The first Smurf album that appeared in 1960 immediately caused problems in the United States. Not a single American publisher wanted to take the project – The Black Smurfs. In the story, one of the blue smurfs is stung by a bzz-fly. This changes him into an aggressive black smurf. American publishers feared accusations of racism. Only last year, half a century later, publisher Papercutz came up with a trick by replacing the black smurfs with purple ones. The story was published in America as The Purple Smurf.
Buéeno writes in his book that the economy of the smurfs shows strong similarities with the Stalinist and the nazi state. Collective work always focuses on self-sufficiency for food and energy. The smurfs do not have private property; their leader is the Grand Smurf who shows very authoritarian and paternalistic characteristics.
Buéeno also argues that the biggest enemy of the smurfs, the magician Gargamel, seems to have a Jewish background. Gargamel’s image shows strong similarities with the anti-Semitic images of the thirties and forties of last century.
Buéno says that the smurfs are also machos because of the lack of female smurfs. Smurfin is the only female living in the village and her image –with blond hair and refined facial characteristics – strongly resemble the Arian beauty-ideal of the German Nazis.
Not everybody is enthusiast about Buéeno’s analysis.
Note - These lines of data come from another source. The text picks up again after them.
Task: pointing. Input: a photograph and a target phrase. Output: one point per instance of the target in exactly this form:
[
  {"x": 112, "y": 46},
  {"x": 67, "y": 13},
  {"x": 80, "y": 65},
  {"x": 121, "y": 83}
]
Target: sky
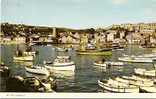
[{"x": 77, "y": 13}]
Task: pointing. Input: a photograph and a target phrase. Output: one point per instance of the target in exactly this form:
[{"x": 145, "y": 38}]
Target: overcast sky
[{"x": 77, "y": 13}]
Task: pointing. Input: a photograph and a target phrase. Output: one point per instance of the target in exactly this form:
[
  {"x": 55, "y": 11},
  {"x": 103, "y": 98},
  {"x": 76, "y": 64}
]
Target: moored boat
[
  {"x": 135, "y": 59},
  {"x": 135, "y": 82},
  {"x": 37, "y": 70},
  {"x": 23, "y": 58},
  {"x": 29, "y": 53},
  {"x": 61, "y": 63},
  {"x": 151, "y": 89},
  {"x": 143, "y": 72},
  {"x": 117, "y": 87}
]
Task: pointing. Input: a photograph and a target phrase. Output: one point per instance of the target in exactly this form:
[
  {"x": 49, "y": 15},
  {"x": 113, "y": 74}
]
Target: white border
[{"x": 77, "y": 95}]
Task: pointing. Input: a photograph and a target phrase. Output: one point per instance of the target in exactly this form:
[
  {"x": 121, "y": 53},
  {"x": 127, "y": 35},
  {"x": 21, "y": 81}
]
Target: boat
[
  {"x": 100, "y": 64},
  {"x": 117, "y": 87},
  {"x": 151, "y": 89},
  {"x": 4, "y": 70},
  {"x": 37, "y": 70},
  {"x": 114, "y": 63},
  {"x": 23, "y": 58},
  {"x": 29, "y": 53},
  {"x": 61, "y": 63},
  {"x": 143, "y": 72},
  {"x": 39, "y": 85},
  {"x": 135, "y": 82},
  {"x": 152, "y": 55},
  {"x": 30, "y": 84},
  {"x": 61, "y": 49},
  {"x": 109, "y": 63},
  {"x": 135, "y": 59},
  {"x": 154, "y": 50},
  {"x": 94, "y": 52}
]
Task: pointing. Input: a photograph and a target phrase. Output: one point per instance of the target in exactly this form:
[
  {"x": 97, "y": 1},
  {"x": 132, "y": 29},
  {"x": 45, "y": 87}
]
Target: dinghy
[
  {"x": 117, "y": 87},
  {"x": 37, "y": 70}
]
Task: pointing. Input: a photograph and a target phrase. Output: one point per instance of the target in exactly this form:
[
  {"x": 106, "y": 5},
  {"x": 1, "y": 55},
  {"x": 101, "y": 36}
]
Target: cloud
[
  {"x": 119, "y": 2},
  {"x": 150, "y": 12}
]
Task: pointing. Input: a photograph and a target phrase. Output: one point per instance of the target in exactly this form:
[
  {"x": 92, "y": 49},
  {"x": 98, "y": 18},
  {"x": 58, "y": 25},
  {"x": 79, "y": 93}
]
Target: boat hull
[
  {"x": 40, "y": 71},
  {"x": 62, "y": 68},
  {"x": 24, "y": 58},
  {"x": 118, "y": 89}
]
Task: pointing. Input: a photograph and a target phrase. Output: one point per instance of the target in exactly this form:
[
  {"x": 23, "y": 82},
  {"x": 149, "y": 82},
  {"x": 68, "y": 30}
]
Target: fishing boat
[
  {"x": 23, "y": 58},
  {"x": 4, "y": 70},
  {"x": 151, "y": 89},
  {"x": 143, "y": 72},
  {"x": 108, "y": 63},
  {"x": 117, "y": 87},
  {"x": 61, "y": 63},
  {"x": 29, "y": 53},
  {"x": 135, "y": 82},
  {"x": 37, "y": 70},
  {"x": 61, "y": 49},
  {"x": 135, "y": 59},
  {"x": 30, "y": 84},
  {"x": 39, "y": 85}
]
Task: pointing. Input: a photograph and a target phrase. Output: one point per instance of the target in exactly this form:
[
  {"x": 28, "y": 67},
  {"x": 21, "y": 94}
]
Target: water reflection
[{"x": 85, "y": 77}]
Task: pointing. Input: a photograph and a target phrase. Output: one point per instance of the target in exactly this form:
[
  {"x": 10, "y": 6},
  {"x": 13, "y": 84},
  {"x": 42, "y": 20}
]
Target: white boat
[
  {"x": 100, "y": 64},
  {"x": 114, "y": 63},
  {"x": 61, "y": 49},
  {"x": 143, "y": 72},
  {"x": 151, "y": 89},
  {"x": 154, "y": 51},
  {"x": 29, "y": 53},
  {"x": 109, "y": 63},
  {"x": 115, "y": 86},
  {"x": 23, "y": 58},
  {"x": 152, "y": 55},
  {"x": 61, "y": 63},
  {"x": 37, "y": 70},
  {"x": 135, "y": 82},
  {"x": 136, "y": 59}
]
Thierry Culliford, the son of the series creator Peyon, dismisses the criticism.
“I disagree with his interpretation. It is between the grotesque and the not-serious.”
The Smurfs are not the only characters to become the target of criticism in recent years. The same fate befell the characters of Sesame Street and the happy-going characters in Teletubbies.
The question remains: even if these sociological analyses are on the mark, how much of it will be picked up by children below the age of six? As usual, the observations say more about the writer who made the analysis, than they do about the true intentions of smurf-creator Peyon.